Which point of view is correct? To me, that depends on whether we say that different kinds of phone numbers are actually members of the same domain. But this is a very difficult question to answer. Let's presume that they are the same domain, because they are all phone numbers. Then we should go with the single column solution. Easy, problem solved, right?
But wait! I can then apply similar reasoning to other parts of the model. My invoice lines, for example, might have both an "ex GST amount" and a "GST amount" column. But wait... those are both dollar amounts! So, per the reasoning of the previous paragraph, we should have a "dollar amounts" table, with each amount value accompanied by an additional value from another column indicating the type of dollar amount. Now the reasoning in the previous paragraph doesn't seem so convincing anymore, does it?
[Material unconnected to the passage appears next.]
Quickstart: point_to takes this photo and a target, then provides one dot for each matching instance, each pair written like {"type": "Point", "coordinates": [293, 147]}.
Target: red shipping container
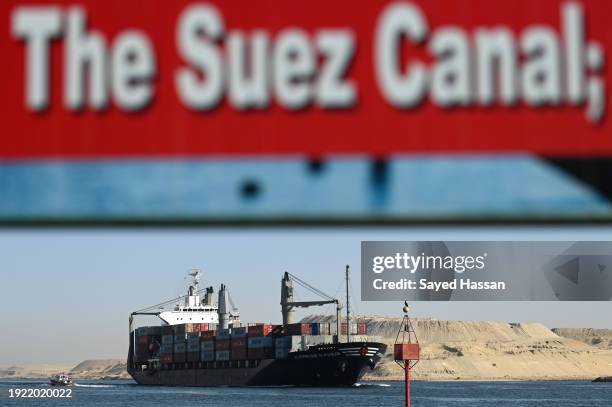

Besides this, different phone numbers can have different validation rules. A valid pattern for a mobile phone number is different from that for a landline number. So at the very least, it seems like landline numbers and mobile numbers are different domains. But work landline numbers and home landline numbers are both landline numbers, so those are the same domain. Now we have an even more unfortunate schema, where we need *two* phone number tables... landline phone numbers and mobile phone numbers. And we are stll left with the "different types of dollar amount" objection.
Can anyone provide a sound logical argument as to which of these schemas is relationally correct?